# Best Toasts



## JollyRogers (Jan 10, 2015)

Hey Everyone, wasn't sure where to post this one but since the only way to properly toast is with a glass of your alcoholic beverage of choice this seemed like a reasonable location.

What are your favorite toasts? Do you go serious, relevant or for a laugh? 

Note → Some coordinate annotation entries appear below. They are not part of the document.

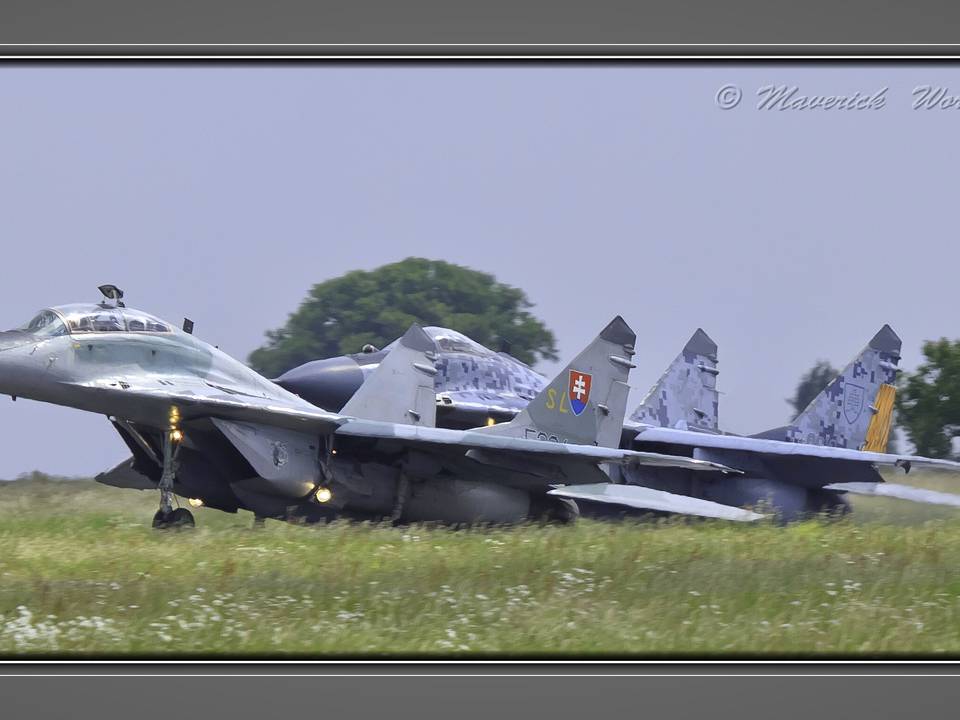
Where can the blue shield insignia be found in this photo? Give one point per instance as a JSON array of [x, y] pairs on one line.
[[578, 390]]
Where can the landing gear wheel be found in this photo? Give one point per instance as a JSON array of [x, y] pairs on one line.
[[178, 518], [554, 510], [181, 518], [160, 520]]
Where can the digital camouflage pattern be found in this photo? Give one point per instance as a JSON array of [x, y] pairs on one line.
[[685, 396]]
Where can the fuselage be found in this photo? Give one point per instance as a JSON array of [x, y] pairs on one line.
[[66, 354]]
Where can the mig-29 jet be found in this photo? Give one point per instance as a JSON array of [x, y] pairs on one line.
[[204, 426], [832, 448]]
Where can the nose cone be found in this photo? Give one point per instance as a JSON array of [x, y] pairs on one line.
[[328, 384]]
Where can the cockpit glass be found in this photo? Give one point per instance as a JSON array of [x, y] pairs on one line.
[[100, 320], [138, 321], [452, 341], [97, 318], [47, 324]]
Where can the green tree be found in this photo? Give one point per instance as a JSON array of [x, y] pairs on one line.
[[340, 315], [928, 401], [811, 384]]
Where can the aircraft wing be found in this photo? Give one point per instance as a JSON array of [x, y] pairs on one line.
[[466, 440], [194, 399], [693, 439], [900, 492], [644, 498]]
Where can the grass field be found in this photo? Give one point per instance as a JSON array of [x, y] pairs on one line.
[[82, 572]]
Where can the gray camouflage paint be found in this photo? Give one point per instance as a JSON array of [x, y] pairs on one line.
[[685, 396], [840, 415]]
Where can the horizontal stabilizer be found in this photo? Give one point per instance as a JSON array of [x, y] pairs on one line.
[[643, 498], [901, 492], [688, 438]]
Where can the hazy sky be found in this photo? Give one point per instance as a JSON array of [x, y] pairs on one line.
[[224, 193]]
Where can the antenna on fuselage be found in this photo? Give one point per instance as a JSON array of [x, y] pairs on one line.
[[112, 294]]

I go for a laugh and my favorite is (pardon me if it's too inappropriate for the board):

"To honor"
"She offered her honor"
"I honored her offer"
"and all night long I was off her and on her"

:beerchug::beerchug:


----------



## Trackmyer (Jun 6, 2014)

I prefer white toast, whole wheat is just too dry. Never make fun of my toast, I take it very serious. Though I have been known to go for sweet with some cinnamon/sugar dusted over freshly buttered toast.

Hope this helps


----------



## Josh Lucky 13 (Dec 23, 2010)

Had a buddy who used this a lot

"Here's to the girls in the little red shoes, she likes to party she likes the booze. She lost her cherry but thats no sin because she still has the box her cherry came in!"


----------



## c.ortiz108 (Nov 16, 2013)

When in doubt, a simple "L'chaim!" which means "to life!" in Hebrew.


----------



## HIM (Sep 12, 2012)

Some funny ones I've heard....


"May your glass be ever full. May the roof over your head always be strong. And may you be in heaven half an hour before the devil knows your dead!"


"To nipples, because without them boobs would be pointless."


"Ashes to ashes, dust to dust, p*ssy aint pizza so don't eat the crust."


----------



## Laynard (Oct 10, 2013)

"Here's to you and here's to me. Should you ever go against me...f(orget) you, and here's to me." Then promptly down your drink while everyone stares in disbelief.

It's crass and about as inelegant as it gets. But I like it. :biggrin:


----------